При этом он замер перед дверью на несколько секунд, словно не решался вставить небольшой ключ в замок. Через пару мгновений заминка прошла. Он всё же открыл дверь.
Зайдя внутрь, я увидел то, что больше всего подходило под описание «рабочий кабинет». Комната метров пятнадцать, может быть, двадцать квадратных. Широкий стол в центре. Стул. Несколько шкафов и стеллажей, заставленных картонными и пластиковыми коробками.
А ещё я обратил внимание на то, что, в отличие от остальной квартиры, здесь практически не пахло сигаретами. И было пыльно. Действительно пыльно, я имею в виду. Включив свет, пройдя к шкафам, Громов оставил за собой цепочку плохо различимых, но всё-таки заметных следов на полу.
— Это её кабинет, — бросил он мне, даже не повернув головы, но я это и так уже понял.
— Давно сюда не заходил? — спросил я, с небольшой брезгливостью посмотрев на покрывшиеся пылью носки, стоило мне зайти в помещение.
— Почти три с половиной года, — отозвался Громов. — С тех пор, как понял, что не могу найти здесь ни одной зацепки.

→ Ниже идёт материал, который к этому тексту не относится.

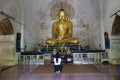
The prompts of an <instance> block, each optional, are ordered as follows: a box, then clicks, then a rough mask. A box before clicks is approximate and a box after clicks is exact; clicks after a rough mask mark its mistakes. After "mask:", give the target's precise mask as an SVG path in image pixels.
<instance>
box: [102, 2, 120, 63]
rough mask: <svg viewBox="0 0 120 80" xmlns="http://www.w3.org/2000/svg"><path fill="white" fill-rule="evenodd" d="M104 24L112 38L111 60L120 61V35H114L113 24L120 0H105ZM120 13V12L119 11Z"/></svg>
mask: <svg viewBox="0 0 120 80" xmlns="http://www.w3.org/2000/svg"><path fill="white" fill-rule="evenodd" d="M103 3H104V6H103V26H104V31H105V32H108V34H109V38H110V49H109V61H110V63H112V64H119V63H120V35H117V36H112V35H111V32H112V25H113V21H114V18H115V16H113V17H111V15H113V14H114V13H116V12H117V11H118V10H120V0H103ZM118 15H120V12H119V13H118Z"/></svg>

Я эти папки тысячи раз пересматривал, но…
— Но их пересматривал ты, — понял я.
— Верно, — хрипловато улыбнулся он и достал с одной из полок коробку, после чего поставил её на стол.
За ней последовала ещё одна коробка. Затем третья. Все три оказались доверху забиты аккуратно уложенными папками.
— Это то, что я думаю?
— Здесь материалы по последнему делу, над которым она работала, — ответил Громов.
— В этих трёх коробках?
Мне стоило огромных сил произнести этот вопрос без иронии в голосе. Потому что я знал, сколько бумаги может появиться при работе хорошего прокурора.
А если вспомнить то, что я успел узнать о Виктории Громовой, сомнений, что государственным обвинителем она была хорошим, у меня не возникало абсолютно.
И стоящий передо мной мужчина эти мысли оправдал.
— В этой комнате, — пояснил он, обведя её рукой. — Во всех этих коробках.
— Ясно, — проворчал я, бросив крышку обратно поверх коробки и оглядел заставленные её товарками стеллажи у стен. — Это потребует времени.
— Не знаю, что ты хочешь там найти, — хмыкнул следователь. Видимо, кислое выражение на моём лице от осознания масштабов предстоящей работы его развеселило и опечалило одновременно. — Я просматривал все эти бумаги десятки раз, но так ничего и не нашёл.
— При всём уважении, Громов, но когда ты этим занимался, у тебя не было меня, — не стал стесняться. — Работа с документами — это моя стезя.
Ладно. Похвалились, и хватит. На самом деле, работа предстояла аховая, чего уж тут скрывать. По моим прикидкам, чтобы полностью разобраться в этом деле, потребуется время. Драгоценное время, которого у меня и так немного. И как бы я ни бахвалился сейчас перед Громовым, это было не совсем справедливо. Всё-таки мужик он опытный. Но, как говорится, есть нюанс. И нюансом этим были информация и мой опыт.
Виктория Громова не тот прокурор, что станет гоняться за мелкими головорезами или наркобарыгами. Эта схватка сродни сражению с многоголовой гидрой. Отруби одну голову, и на её месте тут же вырастет две новых. И снова. И снова. И снова. И так до бесконечности. Мелкие сошки легко заменяемы. Атаковать их бесполезно. Даже улицы толком не очистишь.
И Громова прекрасно это понимала. Она видела и, что более важно, понимала общую картину куда более широко. Организованная преступность — это машина. Жёсткий, бесчеловечный механизм, перерабатывающий людские жизни. Но, тем не менее, он остаётся машиной. А любая машина гибнет, если перекрыть ей доступ к горючему.
Для организованной преступности этим топливом являлись деньги. Грязные, зловонные деньги, которые должны превратиться в «чистые» — чтобы купить влияние, купить безопасность, купить всё, что нужно, чтобы жить без страха в комфорте и богатстве.
И она нашла их слабое место. Не бандитские разборки, не наркотрафик, даже не проституцию и любой другой незаконный грешок. Всё это не имело никакого смысла. Просто потому, что невозможно победить в бесконечной схватке. Вместо этого она стала искать дальше. То узкое бутылочное горлышко, через которое проходили запачканные, запёкшейся кровью бумажки, а выходили уже чистыми и законными деньгами.